Sandy Lyle, Tour pro
7. Always enjoy it. It’s easy to get caught up with how well (or badly) you’re playing. Keep looking forward to the next shot – never back.
Mal Bailey, TG senior designer
8. Keep it simple. It’s a thought process I’ve obtained from a lot of people in the game. Basically, the less I think about what to do the better! Don’t let your swing get overcomplicated.

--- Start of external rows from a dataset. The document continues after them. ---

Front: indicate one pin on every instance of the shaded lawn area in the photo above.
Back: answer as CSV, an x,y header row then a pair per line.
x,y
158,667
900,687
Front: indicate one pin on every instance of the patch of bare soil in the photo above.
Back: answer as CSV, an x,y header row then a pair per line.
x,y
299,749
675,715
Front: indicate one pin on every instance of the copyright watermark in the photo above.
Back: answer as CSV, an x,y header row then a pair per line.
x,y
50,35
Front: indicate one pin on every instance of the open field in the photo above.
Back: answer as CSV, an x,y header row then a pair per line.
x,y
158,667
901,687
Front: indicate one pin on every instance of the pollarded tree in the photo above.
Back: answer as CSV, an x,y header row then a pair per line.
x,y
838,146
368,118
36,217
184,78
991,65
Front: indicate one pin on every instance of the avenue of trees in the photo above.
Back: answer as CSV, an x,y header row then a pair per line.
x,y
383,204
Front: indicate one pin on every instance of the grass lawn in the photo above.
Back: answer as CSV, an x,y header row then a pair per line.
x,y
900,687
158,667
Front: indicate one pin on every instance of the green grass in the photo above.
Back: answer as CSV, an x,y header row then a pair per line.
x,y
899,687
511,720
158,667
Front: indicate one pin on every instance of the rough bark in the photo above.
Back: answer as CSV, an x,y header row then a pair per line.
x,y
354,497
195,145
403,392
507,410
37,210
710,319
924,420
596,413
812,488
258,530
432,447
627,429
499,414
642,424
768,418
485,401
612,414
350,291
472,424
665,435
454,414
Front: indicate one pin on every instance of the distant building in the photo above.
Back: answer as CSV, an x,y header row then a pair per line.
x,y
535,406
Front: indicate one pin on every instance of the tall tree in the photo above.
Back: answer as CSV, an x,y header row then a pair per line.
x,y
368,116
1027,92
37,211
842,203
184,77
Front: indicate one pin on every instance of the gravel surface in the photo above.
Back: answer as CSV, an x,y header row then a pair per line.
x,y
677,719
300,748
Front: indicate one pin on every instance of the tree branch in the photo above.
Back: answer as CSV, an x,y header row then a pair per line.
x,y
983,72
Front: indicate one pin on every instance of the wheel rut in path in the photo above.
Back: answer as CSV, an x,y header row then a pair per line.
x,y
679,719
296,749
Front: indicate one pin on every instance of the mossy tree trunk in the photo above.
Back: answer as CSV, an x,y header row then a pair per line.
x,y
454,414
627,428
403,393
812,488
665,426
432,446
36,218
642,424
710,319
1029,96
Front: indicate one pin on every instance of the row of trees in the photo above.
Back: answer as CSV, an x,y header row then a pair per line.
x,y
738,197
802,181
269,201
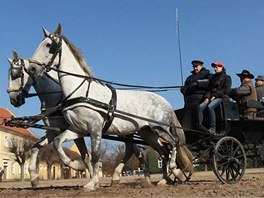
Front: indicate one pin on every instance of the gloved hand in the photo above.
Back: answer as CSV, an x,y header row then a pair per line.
x,y
193,84
183,90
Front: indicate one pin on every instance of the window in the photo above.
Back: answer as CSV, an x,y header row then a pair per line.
x,y
160,163
6,141
13,168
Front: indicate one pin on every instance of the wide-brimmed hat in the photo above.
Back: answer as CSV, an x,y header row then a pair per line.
x,y
219,64
246,73
197,62
260,77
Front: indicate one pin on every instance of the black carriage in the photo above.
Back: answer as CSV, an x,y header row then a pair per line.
x,y
238,138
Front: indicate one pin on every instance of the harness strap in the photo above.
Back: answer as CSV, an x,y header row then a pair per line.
x,y
110,113
111,107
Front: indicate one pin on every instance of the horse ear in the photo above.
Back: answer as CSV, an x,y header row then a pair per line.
x,y
46,32
9,60
16,56
59,29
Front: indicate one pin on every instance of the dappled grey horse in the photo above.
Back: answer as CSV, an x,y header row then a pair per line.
x,y
89,105
49,92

Michael Campbell, Tour pro
9. My best tip has got to be to set yourself a reasonable target for your ability. That helps you develop patience, which is critical at any level – whether you’re a 20 or 10- handicapper or a Tour player. You’ve got to play with reasonable expectation levels, but so often I see club players get annoyed when they don’t pull off shots a Tour pro would be proud of. Don’t try and shoot 10 under your handicap. Work with what you’ve got.
Stuart Appleby, Tour pro
10. The most important factor as far as I am concerned is to simply be a modest golfer. My father taught me to always be modest and patient both on and off the golf course.
K J Choi, Tour pro
11. Believe in yourself. Before the 1999 US Masters, Gary Player stressed the importance of this to me. It was a very intense session – he looked me straight in the eye – and sometimes that’s what you need. It worked; I won my second Masters.
Jose Maria Olazabal, Tour pro
12. When chipping, imagine a black spot under the ball. ‘See’ the black spot after you’ve struck the ball. It keeps me still and helps my striking.
Andy Calton, TG editor
13. Stay hopeful and try until the end. It’s important to stay optimistic on the golf course. You never know when there’s a run of five birdies around the corner.
Thomas Levet, Tour pro
14. Picture your golf swing as ”two turns and a swish”. This is a John Jacobs classic I first read this in his book Practical Golf when learning to play. Blending a good body action with a free release of the hands and arms still forms the basis of my teaching philosophy with many amateur golfers
Mark Pearson, senior teaching pro, De Vere Belfry
15. Picture a drawing pin sticking out of the back of the ball – tap it in with the putter face. This was a Tom Watson tip I first read when I was learning the game. It gives you a firm strike and stops you faffing about. It’s important to be as purposeful as possible on those nervy shorties, and this image has always helped the folks I teach.
Adrian Fryer, TG expert and head
16. When you are setting up for your shot and are not 100% comfortable, walk away and re-compose yourself. You will save yourself so many shots while keeping your head.
Tommy Eatenton, TG reader
17. When getting ready to drive, take just two practice swings, then concentrate for a few seconds. Just before you hit the ball take care to relax yourself and your grip. This is a routine that has always put me in a great state of mind to hit the ball.
Ann Jones, TG reader
18. Always have fun. If you ever get sick of playing, take a break until you’re raring to go and play again.